App.--Houston [14th Dist.] 2006, no pet.) (reversing summary judgment where motion "failed to
explicitly assert that there is no evidence of any specifically-identified element of [the plaintiff's
DTPA] claim").
Conclusion
The portion of the trial court's order granting summary judgment as to the appellants' DTPA
claim against Gonzalez and Langley & Banack is reversed, and the cause is remanded to the trial
court for further proceedings with regard to that claim. The remainder of the trial court's judgment
is affirmed.
Alma L. López, Chief Justice
1. Although the recovery of exemplary damages is permitted, the recovery of workers' compensation benefits
precludes a recovery of actual damages. See Tex. Lab. Code Ann. § 408.001 (Vernon 2006).
2. Justice Dorsey also opined that an instruction should have been given to the jury informing them that the
plaintiffs would not be permitted to recover the actual damages awarded by the jury. During the hearing on the
motion to strike, the appellees emphatically argued that such an instruction would advise the jury of the effect of
their answers in violation of Rule 277 of the Texas Rules of Civil Procedure. After this argument, the plaintiffs'
attorney withdrew that portion of Justice Dorsey's opinion, stating:
MS. ANDERSON: Your Honor, the judge's comment that there should have been an instruction in
the charge, that particular portion of his opinion isn't critically vital or [sic] the whole opinion or
necessary. So if the judge wants to - or we can go ahead and withdraw that portion of his opinion
that an instruction should have been given in the charge. That, I think, will take care of that
particular problem.
3. Q. And the reason you would have a hard time reversing is because it's hard to say with any confidence
that submitting issues in different order produces different answers?
A. That, and the discretion of the trial judge in giving the charge.
Q. And your criticism today about the way the charge by the plaintiffs was submitted to the Court, you
can't say with any confidence that the judge would have adopted their submission, correct?
A. No.
Q. We don't know that had they said Judge, we think you ought to submit punitive damages or gross
negligence first, because that's the crux of this case, we don't know whether Judge Muniz would have submitted it
that way or not, correct?
A. That's correct.
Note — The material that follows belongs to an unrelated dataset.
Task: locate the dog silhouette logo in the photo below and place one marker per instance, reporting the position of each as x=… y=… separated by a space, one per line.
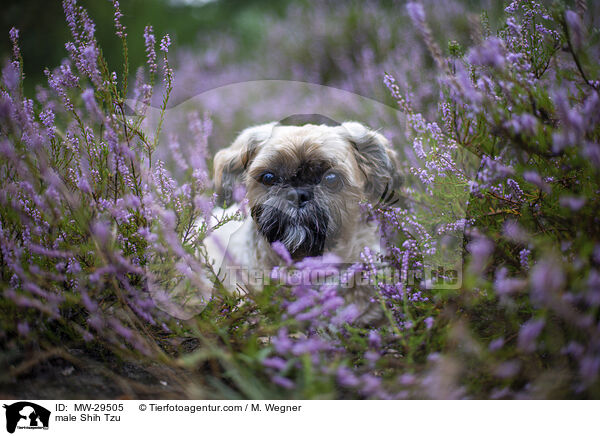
x=26 y=415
However, they did submit the plaintiff's charge.
4. Q. Would it have been - is this an erroneous charge as submitted to the jury? Do you think it is legally
incorrect?
A. Is it a - I'm taking your question to be that if this case was on appeal would this case be reversed on the
basis of an erroneous jury charge?
Q. Yes, sir.
A. No, I don't think so.
5. In his report, Justice Dorsey stated, "In my opinion, the conduct of plaintiffs' counsel in submitting an
actual damages jury charge without an appropriate instruction and not objecting to defense counsel's closing
argument as discussed above violated that standard of care and was the proximate cause of damage to the plaintiffs."
6. Justice Dorsey also agreed in his deposition that a jury is deemed to have followed the court's charge even
where statements of counsel conflict with the charge, and Justice Dorsey was unaware of any evidence that the jury
disregarded the court's charge. See Golden Eagle Archery, Inc. v. Jackson, 116 S.W.3d 757, 771 (Tex. 2003)
(stating jury is presumed to follow charge absent evidence to the contrary).